La polemica sui tremila euro in
contanti, comunque la si pensi, non è riuscita a scalfire il grande mistero
della questione fiscale in Italia e cioè del perché un Paese che per tre quarti
tartassa lavoratori e pensionati più della Svezia e per un quarto di benestanti
è una specie di Lussemburgo non sia mai scoppiata una rivolta popolare contro
l’evasione. I dati sono noti ma vale la pena di ricordarne qualcuno. In Italia
l’evasione ha raggiunto i 180 miliardi all’anno, circa il 9 per cento del Pil e
il 30 del prelievo annuo, una cifra in proporzione doppia o più che doppia
rispetto a tutte le altre grandi economie europee, Germania, Francia, Gran
Bretagna e Spagna. L’unica altra nazione che ha livelli paragonabili ai nostri
è la Grecia, che com’è noto non se la passa bene e dove la rivolta invece c’è
stata è ha prodotto una rivoluzione nel panorama politico. Con 180 miliardi in
più all’anno lo Stato italiano potrebbe recuperare tutti i tagli alla sanità,
investire più di ogni altro in Europa in istruzione e ricerca (mentre ora è
l’ultimo), debellare la disoccupazione giovanile e la povertà, abbattere il
debito pubblico e abbassare di un 20 per cento le tasse sul lavoro. In realtà
basterebbe recuperarne la metà, rientrando nella media europea, per creare un
Paese assai più ricco, felice e giusto. L’evasione è un Robin Hood alla
rovescia, com’è stato detto, e l’Italia è una foresta dove glu operai
denunciano più reddito degli imprenditori, gli insegnanti pagano più dei
gioiellieri e un quarto di proprietari di aerei privati meno dei pensionati di
prima fascia. Ormai basta navigare qualche ora al giorno su Internet per
rivelare a chiunque il proprio stile di vita. Gli strumenti per combattere
l’evasione, incrociando le banche dati, sono sul tavolo da anni ma i governi
non li adoperano. Perché gli evasori, 12 milioni, votano con molta attenzione
ai propri interessi. Molta più di quanta non dimostrino i tartassati.

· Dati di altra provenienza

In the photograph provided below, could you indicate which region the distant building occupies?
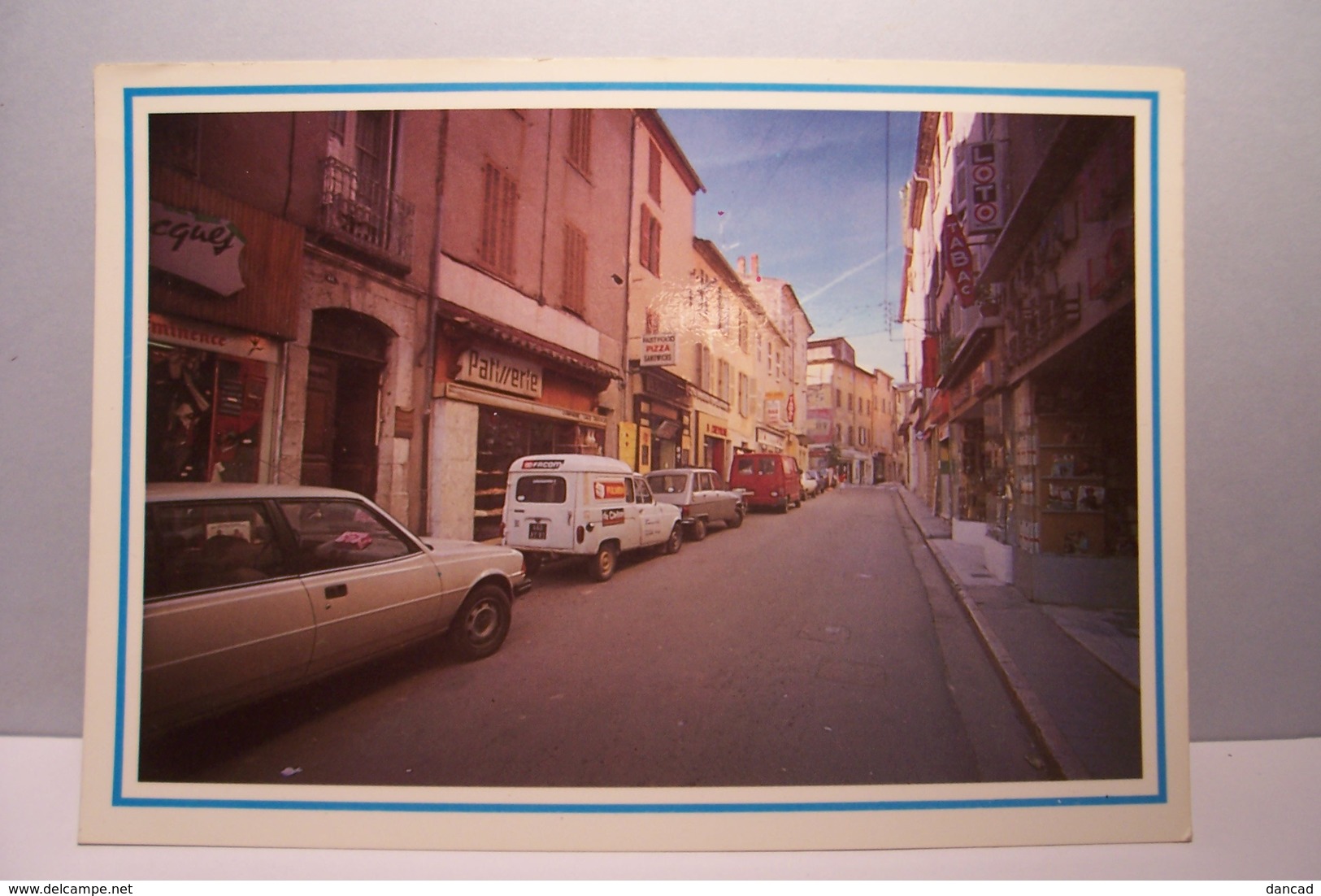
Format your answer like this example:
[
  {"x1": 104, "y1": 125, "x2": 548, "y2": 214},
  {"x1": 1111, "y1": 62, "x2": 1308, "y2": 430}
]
[{"x1": 807, "y1": 337, "x2": 894, "y2": 484}]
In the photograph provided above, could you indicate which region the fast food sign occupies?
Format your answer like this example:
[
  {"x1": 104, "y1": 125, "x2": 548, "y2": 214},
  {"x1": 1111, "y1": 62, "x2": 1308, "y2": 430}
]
[{"x1": 642, "y1": 333, "x2": 676, "y2": 368}]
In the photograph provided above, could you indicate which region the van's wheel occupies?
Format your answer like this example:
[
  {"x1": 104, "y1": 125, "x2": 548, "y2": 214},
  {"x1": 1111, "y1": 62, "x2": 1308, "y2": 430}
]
[
  {"x1": 664, "y1": 524, "x2": 683, "y2": 554},
  {"x1": 450, "y1": 584, "x2": 513, "y2": 659},
  {"x1": 587, "y1": 542, "x2": 619, "y2": 581}
]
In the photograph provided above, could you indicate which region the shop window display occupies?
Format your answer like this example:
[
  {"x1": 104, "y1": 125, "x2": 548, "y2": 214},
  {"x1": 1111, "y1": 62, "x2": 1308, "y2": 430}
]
[{"x1": 146, "y1": 344, "x2": 267, "y2": 482}]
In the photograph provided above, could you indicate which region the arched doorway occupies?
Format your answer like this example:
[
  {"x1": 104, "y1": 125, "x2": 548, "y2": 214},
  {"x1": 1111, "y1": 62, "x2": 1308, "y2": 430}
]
[{"x1": 302, "y1": 308, "x2": 393, "y2": 498}]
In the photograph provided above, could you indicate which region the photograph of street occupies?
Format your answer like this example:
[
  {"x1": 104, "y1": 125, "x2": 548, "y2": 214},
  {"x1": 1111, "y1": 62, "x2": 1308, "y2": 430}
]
[{"x1": 139, "y1": 99, "x2": 1150, "y2": 788}]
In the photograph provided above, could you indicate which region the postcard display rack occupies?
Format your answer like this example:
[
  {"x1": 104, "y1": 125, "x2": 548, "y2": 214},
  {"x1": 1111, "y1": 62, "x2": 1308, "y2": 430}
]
[{"x1": 1015, "y1": 388, "x2": 1136, "y2": 556}]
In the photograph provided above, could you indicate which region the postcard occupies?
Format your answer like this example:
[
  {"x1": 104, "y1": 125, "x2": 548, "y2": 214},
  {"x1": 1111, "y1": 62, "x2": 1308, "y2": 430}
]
[{"x1": 80, "y1": 59, "x2": 1192, "y2": 851}]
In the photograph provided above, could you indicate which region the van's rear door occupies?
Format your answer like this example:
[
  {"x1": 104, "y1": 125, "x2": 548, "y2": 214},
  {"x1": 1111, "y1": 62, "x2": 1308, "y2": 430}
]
[{"x1": 505, "y1": 472, "x2": 573, "y2": 551}]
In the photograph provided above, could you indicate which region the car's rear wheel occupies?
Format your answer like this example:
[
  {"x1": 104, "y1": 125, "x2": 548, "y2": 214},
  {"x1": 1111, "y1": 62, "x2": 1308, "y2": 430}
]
[
  {"x1": 450, "y1": 583, "x2": 513, "y2": 659},
  {"x1": 587, "y1": 542, "x2": 619, "y2": 581}
]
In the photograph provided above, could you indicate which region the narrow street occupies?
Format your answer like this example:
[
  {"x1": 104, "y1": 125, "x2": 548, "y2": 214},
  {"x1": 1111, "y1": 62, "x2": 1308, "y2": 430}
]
[{"x1": 141, "y1": 486, "x2": 1046, "y2": 786}]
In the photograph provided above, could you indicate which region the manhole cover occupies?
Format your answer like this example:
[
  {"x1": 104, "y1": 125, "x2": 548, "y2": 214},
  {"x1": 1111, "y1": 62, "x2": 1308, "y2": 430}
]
[
  {"x1": 816, "y1": 659, "x2": 885, "y2": 687},
  {"x1": 798, "y1": 625, "x2": 848, "y2": 644}
]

Berlusconi aveva costruito sui condoni la base elettorale del ventennio. Oggi
esiste un commissario contro la corruzione, Raffaele Cantone, ma non uno
sull’evasione. Le pene sono lievi e poco applicate: l’Italia ha 150 evasori in
galera, contro i 4.000 della Francia o i 9.000 della Germania. Lo Stato è
feroce, anche attraverso Equitalia, nel perseguitare i debitori di piccole somme e multe
arretrate, ma tanto delicato con i truffatori milionari o miliardari. Esiste un
solo modo per combattere l’ingiustizia ed è ribellarsi e costringere la
politica italiana a mettere ai primi posti di ogni programma la lotta
all’evasione. Tartassati di tutta Italia unitevi.